Re: Inlining comparators as a performance optimisation

From: Robert Haas <robertmhaas(at)gmail(dot)com>
To: Peter Geoghegan <peter(at)2ndquadrant(dot)com>
Cc: Tom Lane <tgl(at)sss(dot)pgh(dot)pa(dot)us>, Greg Stark <stark(at)mit(dot)edu>, Andrew Dunstan <andrew(at)dunslane(dot)net>, Heikki Linnakangas <heikki(dot)linnakangas(at)enterprisedb(dot)com>, PG Hackers <pgsql-hackers(at)postgresql(dot)org>
Subject: Re: Inlining comparators as a performance optimisation
Date: 2011-11-19 02:55:54
Message-ID: CA+TgmoZoVmS+Th=xz9tNTbLtmf1nv8UG52JaVsMbXkPAnXH=NA@mail.gmail.com
Views: Raw Message | Whole Thread | Download mbox | Resend email
Thread:
Lists: pgsql-hackers

On Fri, Nov 18, 2011 at 4:38 PM, Peter Geoghegan <peter(at)2ndquadrant(dot)com> wrote:
> I understand that we highly value extensibility and genericity (yes,
> that's a real word). We may not always be well served by that
> tendency.

True (except that genericity is not a synonym for generality AFAICT).
A good fraction of the optimizations that we've done over the last,
well, pick any arbitrary period of time consists in adding special
cases that occur frequently enough to be worth optimizing - e.g. HOT,
or fast relation locks - often to extremely good effect.

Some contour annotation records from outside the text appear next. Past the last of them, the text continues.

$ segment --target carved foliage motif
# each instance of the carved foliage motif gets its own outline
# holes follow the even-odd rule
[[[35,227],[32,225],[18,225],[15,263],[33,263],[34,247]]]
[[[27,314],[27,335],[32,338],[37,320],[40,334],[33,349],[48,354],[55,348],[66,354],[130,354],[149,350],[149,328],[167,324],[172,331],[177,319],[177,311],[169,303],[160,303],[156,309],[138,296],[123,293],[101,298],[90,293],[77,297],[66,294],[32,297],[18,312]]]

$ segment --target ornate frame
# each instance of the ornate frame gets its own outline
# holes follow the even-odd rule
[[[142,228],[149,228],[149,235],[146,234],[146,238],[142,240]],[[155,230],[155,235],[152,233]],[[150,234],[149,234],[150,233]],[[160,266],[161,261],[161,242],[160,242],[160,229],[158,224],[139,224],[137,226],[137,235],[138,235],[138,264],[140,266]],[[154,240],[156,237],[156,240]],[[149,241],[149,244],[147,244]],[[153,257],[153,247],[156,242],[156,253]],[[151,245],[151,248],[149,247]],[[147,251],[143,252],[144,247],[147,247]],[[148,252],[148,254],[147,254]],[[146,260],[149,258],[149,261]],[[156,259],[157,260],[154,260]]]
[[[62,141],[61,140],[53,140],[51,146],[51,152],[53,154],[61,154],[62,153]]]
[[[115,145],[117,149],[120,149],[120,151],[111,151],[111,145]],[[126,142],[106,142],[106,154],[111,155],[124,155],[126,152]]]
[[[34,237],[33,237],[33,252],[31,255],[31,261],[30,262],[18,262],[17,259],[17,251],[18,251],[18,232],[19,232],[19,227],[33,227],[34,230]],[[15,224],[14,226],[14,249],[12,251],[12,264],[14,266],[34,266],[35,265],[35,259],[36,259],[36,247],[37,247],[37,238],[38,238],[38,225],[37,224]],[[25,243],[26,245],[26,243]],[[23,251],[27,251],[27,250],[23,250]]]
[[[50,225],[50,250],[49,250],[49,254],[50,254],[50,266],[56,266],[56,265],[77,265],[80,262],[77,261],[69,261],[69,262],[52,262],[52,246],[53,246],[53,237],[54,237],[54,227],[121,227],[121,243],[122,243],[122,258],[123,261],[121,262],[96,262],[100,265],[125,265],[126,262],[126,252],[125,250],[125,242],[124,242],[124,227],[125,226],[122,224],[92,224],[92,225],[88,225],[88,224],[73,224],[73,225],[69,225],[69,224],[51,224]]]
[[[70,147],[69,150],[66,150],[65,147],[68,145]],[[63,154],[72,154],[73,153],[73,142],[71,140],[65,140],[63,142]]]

> Firstly, 1/4 of a quite large gain is still a pretty good gain.
> Secondly, I probably didn't actually isolate the effects of inlining,
> nor the overall benefit of the compiler knowing the comparator at
> compile-time. I just removed the inline keyword.

Maybe we should look at trying to isolate that a bit better.

It strikes me that we could probably create an API that would support
doing either of these things depending on the wishes of the underlying
datatype. For example, imagine that we're sorting with <(int4, int4).
We associate a PGPROC-callable function with that operator that
returns "internal", really a pointer to a struct. The first element
of the struct is a pointer to a comparison function that qsort() (or a
tape sort) can invoke without a trampoline; the second is a wholesale
replacement for qsort(); either or both can be NULL. Given that, it
seems to me that we could experiment with this pretty easily, and if
it turns out that only one of them is worth doing, it's easy to drop
one element out of the structure.

Or do you have another plan for how to do this?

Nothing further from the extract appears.